CTNNBIP1 silence promotes β-catenin nucleus translocation-mediated TCF transcriptional activity
As for the underlying mechanism, CTNNBIP1 could disrupt β-catenin-TCF interaction and reduce TCF transcriptional activity [12, 15, 16]. Thus, next, we investigated whether CTNNBIP1 silence could affect the nucleus translocation of β-catenin and TCF4 transcription of downstream genes, such as c-Myc  and cyclin D1 [10, 11]. We also monitored changes in the late keratinocyte differentiation marker filaggrin [26, 27]. In CTNNBIP1-silenced HaCaT cells, the plasma protein levels of β-catenin showed to be obviously upregulated (Fig.6A-B) while the total cellular protein levels of β-catenin showed no obvious alterations (Fig.6C-D). Meanwhile, IF staining showed that β-catenin protein tended to distribute in the cell nucleus in CTNNBIP1-silenced HaCaT cells (Fig.6E). Following increased β-catenin nucleus translocation, the transcriptional activity of TCF4 was also significantly enhanced (Fig.6F). Consistently, β-catenin/TCF-complex downstream cyclin D1, c-Myc, and Ki-67 proteins were significantly increased (Fig.6G-H). These data indicate that CTNNBIP1 silence promotes β-catenin nucleus translocation and enhances TCF4 transcription of downstream cyclin D1, c-Myc, and Ki-67.

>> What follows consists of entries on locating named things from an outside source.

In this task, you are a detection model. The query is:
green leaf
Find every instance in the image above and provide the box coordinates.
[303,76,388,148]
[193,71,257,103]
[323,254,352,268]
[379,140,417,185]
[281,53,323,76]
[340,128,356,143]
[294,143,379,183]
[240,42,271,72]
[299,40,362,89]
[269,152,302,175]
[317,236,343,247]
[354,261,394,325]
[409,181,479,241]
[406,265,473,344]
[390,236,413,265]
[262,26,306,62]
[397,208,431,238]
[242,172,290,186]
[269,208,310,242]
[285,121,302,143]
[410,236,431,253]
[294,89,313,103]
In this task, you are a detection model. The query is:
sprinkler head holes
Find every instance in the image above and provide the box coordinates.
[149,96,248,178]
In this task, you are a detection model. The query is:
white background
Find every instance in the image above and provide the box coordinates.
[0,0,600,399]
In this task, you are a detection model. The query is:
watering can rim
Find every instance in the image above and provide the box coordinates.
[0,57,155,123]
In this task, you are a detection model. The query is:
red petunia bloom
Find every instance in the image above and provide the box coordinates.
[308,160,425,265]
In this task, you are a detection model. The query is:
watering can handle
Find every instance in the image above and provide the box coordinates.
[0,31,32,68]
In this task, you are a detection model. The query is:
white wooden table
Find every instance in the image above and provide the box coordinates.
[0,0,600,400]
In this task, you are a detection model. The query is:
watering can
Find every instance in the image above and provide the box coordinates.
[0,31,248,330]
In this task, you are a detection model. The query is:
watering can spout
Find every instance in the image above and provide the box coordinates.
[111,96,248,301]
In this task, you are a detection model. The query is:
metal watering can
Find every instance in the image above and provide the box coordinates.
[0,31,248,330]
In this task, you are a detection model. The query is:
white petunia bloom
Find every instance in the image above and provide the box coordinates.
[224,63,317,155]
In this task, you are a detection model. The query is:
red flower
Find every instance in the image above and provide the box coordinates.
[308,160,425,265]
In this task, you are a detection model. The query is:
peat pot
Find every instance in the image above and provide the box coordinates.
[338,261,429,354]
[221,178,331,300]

Expression and correlation of c-Myc and cyclin D1 with CTNNBIP1 in tissue samples
As a further confirmation of above-described in vitro findings, we examined the protein content and distribution of c-Myc and cyclin D1 within psoriasis lesion and non-lesion tissues. Both these two downstream genes showed to be upregulated within psoriasis lesion tissue samples than those within non-lesion tissues (Fig.7A-B). Consistently, MYC and CCND1 mRNA expression showed to be markedly upregulated within psoriasis lesion tissues than that in non-lesion tissues (Fig.7C and E). CTNNBIP1 mRNA expression had a negative correlation with MYC and CCND1 mRNA expression, respectively, within tissues as analyzed by Pearson’s correlation analysis (Fig.7D and F).